How can I calculate the area within a contour in Python using the Matplotlib?

Question

I am trying to figure out a way to get the area inside a specific contour line?
I use matplotlib.pyplot to create my contours.
Does anyone have experi

Answer 1

From the collections attribute of the contour collection, which is returned by the contour function, you can get the paths describing each contour. The paths' vertices attributes then contain the ordered vertices of the contour.

Using the vertices you can approximate the contour integral 0.5*(x*dy-y*dx), which by application of Green's theorem gives you the area of the enclosed region.

However, the contours must be fully contained in the plot, because otherwise the contours are broken up into multiple, not necessarily connected paths and the method breaks down.

Here's the method used to compute the area enclosed of the radius function, i.e. r = (x^2 + y^2)^0.5, for r=1.0, r=2.0, r=3.0.

import numpy as np
import matplotlib.pylab as plt

# Use Green's theorem to compute the area
# enclosed by the given contour.
def area(vs):
    a = 0
    x0,y0 = vs[0]
    for [x1,y1] in vs[1:]:
        dx = x1-x0
        dy = y1-y0
        a += 0.5*(y0*dx - x0*dy)
        x0 = x1
        y0 = y1
    return a

# Generate some test data.
delta = 0.01
x = np.arange(-3.1, 3.1, delta)
y = np.arange(-3.1, 3.1, delta)
X, Y = np.meshgrid(x, y)
r = np.sqrt(X**2 + Y**2)

# Plot the data
levels = [1.0,2.0,3.0]
cs = plt.contour(X,Y,r,levels=levels)
plt.clabel(cs, inline=1, fontsize=10)

# Get one of the contours from the plot.
for i in range(len(levels)):
    contour = cs.collections[i]
    vs = contour.get_paths()[0].vertices
    # Compute area enclosed by vertices.
    a = area(vs)
    print "r = " + str(levels[i]) + ": a =" + str(a)

plt.show()

Output:

r = 1.0: a = 2.83566351207
r = 2.0: a = 11.9922190971
r = 3.0: a = 27.3977413253

Answer 2

Obviously, the results for r=1,2,3 in @spfrnd's answer are far off the exact areas for circles according to A(r) = pi r^2, even for a rather dense grid. The reason the above code doesn't work properly is that the returned vertices are incomplete due to the clabels generated by

plt.clabel(cs, inline=1, fontsize=10)

and consequently, the shoelace algorithm calculates the wrong area.

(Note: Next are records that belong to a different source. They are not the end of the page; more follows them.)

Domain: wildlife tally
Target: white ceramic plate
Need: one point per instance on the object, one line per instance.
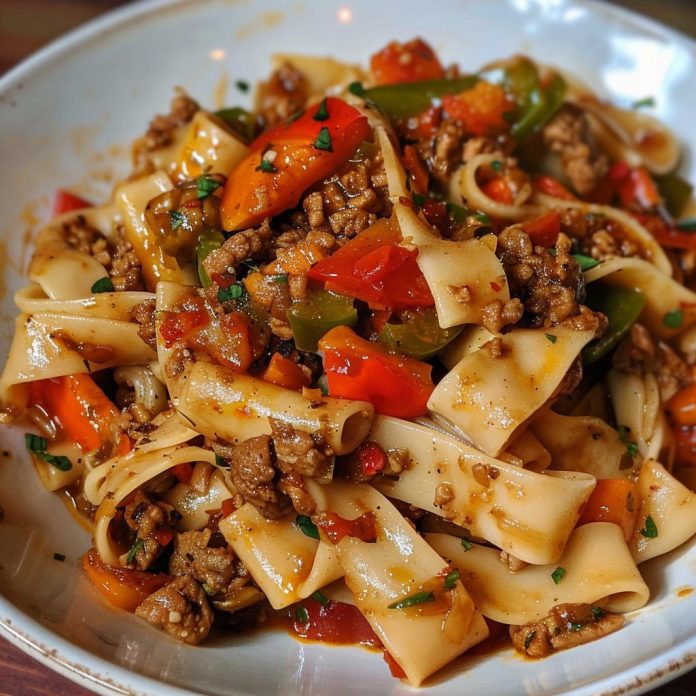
(67, 116)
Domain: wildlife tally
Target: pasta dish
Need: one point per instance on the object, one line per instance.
(406, 354)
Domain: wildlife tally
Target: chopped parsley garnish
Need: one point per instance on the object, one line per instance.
(322, 113)
(451, 579)
(38, 445)
(267, 166)
(673, 319)
(323, 141)
(357, 89)
(102, 285)
(650, 529)
(631, 447)
(585, 262)
(320, 597)
(205, 185)
(302, 615)
(646, 102)
(558, 575)
(134, 550)
(234, 292)
(413, 600)
(306, 526)
(687, 225)
(176, 219)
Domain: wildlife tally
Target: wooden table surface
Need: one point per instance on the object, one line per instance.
(25, 25)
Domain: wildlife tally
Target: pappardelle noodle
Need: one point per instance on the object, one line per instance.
(406, 353)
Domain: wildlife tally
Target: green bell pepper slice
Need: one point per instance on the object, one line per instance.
(419, 335)
(319, 312)
(208, 241)
(622, 307)
(406, 100)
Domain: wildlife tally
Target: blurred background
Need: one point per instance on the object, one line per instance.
(25, 26)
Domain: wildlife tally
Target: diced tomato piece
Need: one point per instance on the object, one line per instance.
(544, 230)
(481, 109)
(337, 527)
(359, 369)
(66, 202)
(405, 62)
(373, 268)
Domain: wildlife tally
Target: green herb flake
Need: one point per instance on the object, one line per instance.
(205, 185)
(102, 285)
(134, 550)
(673, 319)
(357, 89)
(306, 526)
(645, 103)
(322, 113)
(176, 219)
(413, 600)
(451, 579)
(320, 597)
(302, 615)
(323, 141)
(650, 529)
(585, 262)
(631, 447)
(558, 575)
(234, 292)
(37, 445)
(267, 166)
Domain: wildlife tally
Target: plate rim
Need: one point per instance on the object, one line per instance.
(107, 677)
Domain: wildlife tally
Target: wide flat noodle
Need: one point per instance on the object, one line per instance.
(598, 568)
(671, 507)
(398, 564)
(494, 500)
(488, 398)
(285, 563)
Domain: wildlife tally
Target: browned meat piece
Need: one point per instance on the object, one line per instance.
(568, 133)
(255, 478)
(299, 452)
(144, 314)
(193, 555)
(548, 285)
(283, 95)
(638, 354)
(565, 626)
(146, 518)
(180, 609)
(248, 244)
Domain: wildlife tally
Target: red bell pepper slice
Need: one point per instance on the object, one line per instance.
(408, 62)
(373, 268)
(65, 202)
(544, 230)
(359, 369)
(306, 151)
(80, 410)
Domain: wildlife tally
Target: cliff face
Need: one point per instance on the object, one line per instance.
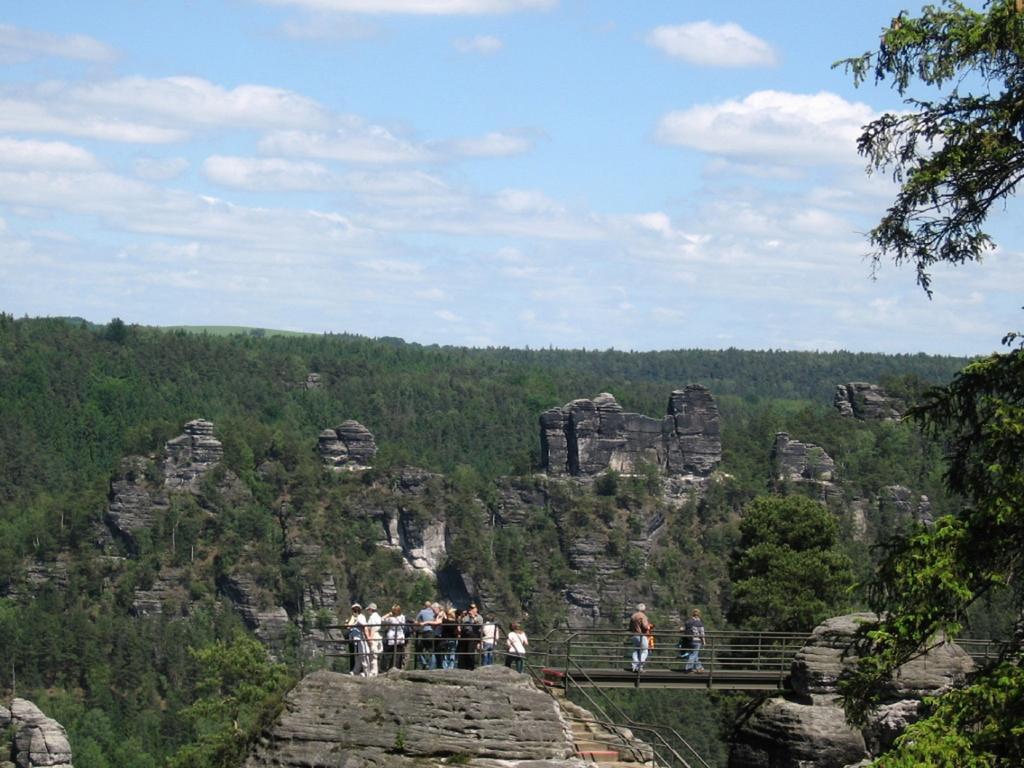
(858, 399)
(587, 437)
(37, 740)
(808, 729)
(487, 718)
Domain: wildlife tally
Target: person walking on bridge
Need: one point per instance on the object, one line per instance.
(693, 633)
(640, 629)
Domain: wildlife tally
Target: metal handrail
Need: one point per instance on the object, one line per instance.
(648, 728)
(762, 654)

You can verify this easily by plotting the returned vertices next to the contour plot (best use a larger delta or keep only every Nth point via the :: operator)

N = 10
vs = cs.collections[0].get_paths()[0].vertices                                   
plt.plot(vs[::N, 0], vs[::N, 1], marker="x", alpha=0.5)

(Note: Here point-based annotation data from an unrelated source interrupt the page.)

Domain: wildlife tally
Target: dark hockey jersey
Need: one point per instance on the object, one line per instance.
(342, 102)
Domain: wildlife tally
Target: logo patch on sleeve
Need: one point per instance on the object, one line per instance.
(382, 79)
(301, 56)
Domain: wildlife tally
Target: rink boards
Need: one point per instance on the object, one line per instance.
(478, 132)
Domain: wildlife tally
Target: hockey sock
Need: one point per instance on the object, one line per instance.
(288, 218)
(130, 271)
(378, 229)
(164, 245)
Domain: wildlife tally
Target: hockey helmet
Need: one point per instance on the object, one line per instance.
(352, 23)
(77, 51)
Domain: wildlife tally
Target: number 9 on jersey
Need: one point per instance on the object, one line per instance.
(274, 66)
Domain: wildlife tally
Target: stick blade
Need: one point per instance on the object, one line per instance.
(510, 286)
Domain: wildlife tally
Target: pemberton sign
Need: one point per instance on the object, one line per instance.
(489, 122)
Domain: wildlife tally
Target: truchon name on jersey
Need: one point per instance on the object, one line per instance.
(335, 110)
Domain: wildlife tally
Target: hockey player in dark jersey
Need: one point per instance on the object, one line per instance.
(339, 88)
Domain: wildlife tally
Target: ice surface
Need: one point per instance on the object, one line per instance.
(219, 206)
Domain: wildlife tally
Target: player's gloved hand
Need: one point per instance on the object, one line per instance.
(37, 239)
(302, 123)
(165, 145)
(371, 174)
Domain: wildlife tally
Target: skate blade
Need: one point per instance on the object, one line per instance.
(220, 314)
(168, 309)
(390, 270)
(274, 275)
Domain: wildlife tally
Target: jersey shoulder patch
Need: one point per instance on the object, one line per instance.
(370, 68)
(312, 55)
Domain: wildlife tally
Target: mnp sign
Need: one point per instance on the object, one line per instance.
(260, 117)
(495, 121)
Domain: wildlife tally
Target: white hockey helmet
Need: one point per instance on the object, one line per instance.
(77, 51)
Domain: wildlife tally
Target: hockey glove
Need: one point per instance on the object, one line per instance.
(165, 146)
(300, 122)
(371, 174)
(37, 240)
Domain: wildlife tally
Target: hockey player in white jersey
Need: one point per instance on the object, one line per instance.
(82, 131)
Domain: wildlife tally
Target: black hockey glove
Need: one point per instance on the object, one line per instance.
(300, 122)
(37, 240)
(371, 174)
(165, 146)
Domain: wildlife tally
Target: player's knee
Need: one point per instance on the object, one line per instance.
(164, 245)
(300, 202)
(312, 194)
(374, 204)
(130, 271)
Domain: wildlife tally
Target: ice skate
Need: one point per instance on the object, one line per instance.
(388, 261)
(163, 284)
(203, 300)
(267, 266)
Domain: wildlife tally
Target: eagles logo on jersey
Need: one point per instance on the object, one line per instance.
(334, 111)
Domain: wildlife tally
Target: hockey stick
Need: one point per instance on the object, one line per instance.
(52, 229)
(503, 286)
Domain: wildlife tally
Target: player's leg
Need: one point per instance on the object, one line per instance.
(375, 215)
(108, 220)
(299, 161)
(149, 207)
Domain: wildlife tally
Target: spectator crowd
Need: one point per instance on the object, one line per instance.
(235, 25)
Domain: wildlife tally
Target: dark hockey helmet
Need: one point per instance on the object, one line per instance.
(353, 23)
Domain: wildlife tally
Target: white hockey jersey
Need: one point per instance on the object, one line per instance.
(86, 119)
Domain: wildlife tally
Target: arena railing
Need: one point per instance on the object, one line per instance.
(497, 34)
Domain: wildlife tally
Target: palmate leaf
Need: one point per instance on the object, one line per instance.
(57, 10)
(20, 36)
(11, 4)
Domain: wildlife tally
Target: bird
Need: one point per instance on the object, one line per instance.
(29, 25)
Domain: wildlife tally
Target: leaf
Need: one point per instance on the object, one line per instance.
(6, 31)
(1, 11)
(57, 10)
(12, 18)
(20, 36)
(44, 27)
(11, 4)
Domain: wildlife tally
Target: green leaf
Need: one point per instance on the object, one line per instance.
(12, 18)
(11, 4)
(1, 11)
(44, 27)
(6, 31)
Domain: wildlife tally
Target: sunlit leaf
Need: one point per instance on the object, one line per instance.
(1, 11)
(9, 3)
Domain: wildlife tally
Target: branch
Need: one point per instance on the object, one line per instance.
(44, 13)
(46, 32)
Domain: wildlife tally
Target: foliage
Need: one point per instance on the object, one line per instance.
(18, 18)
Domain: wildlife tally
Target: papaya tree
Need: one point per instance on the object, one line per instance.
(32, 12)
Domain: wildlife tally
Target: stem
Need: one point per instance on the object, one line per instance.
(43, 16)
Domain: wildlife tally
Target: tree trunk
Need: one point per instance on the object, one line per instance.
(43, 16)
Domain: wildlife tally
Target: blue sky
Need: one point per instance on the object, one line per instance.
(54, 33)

For a visualization, see this picture.

Removing the clabels leads to quite accurate results, even for rather coarse grids. Setting inline=False in the clabel command does the job as well.

Answer 3

A vectorized version of @spfrnd's answer to compute the area:

x=contour.vertices[:,0]
y=contour.vertices[:,1]
area=0.5*np.sum(y[:-1]*np.diff(x) - x[:-1]*np.diff(y))
area=np.abs(area)

Note that you may need to take the abs of the area because if the points along the contour are oriented in the opposite direction the result will be negative.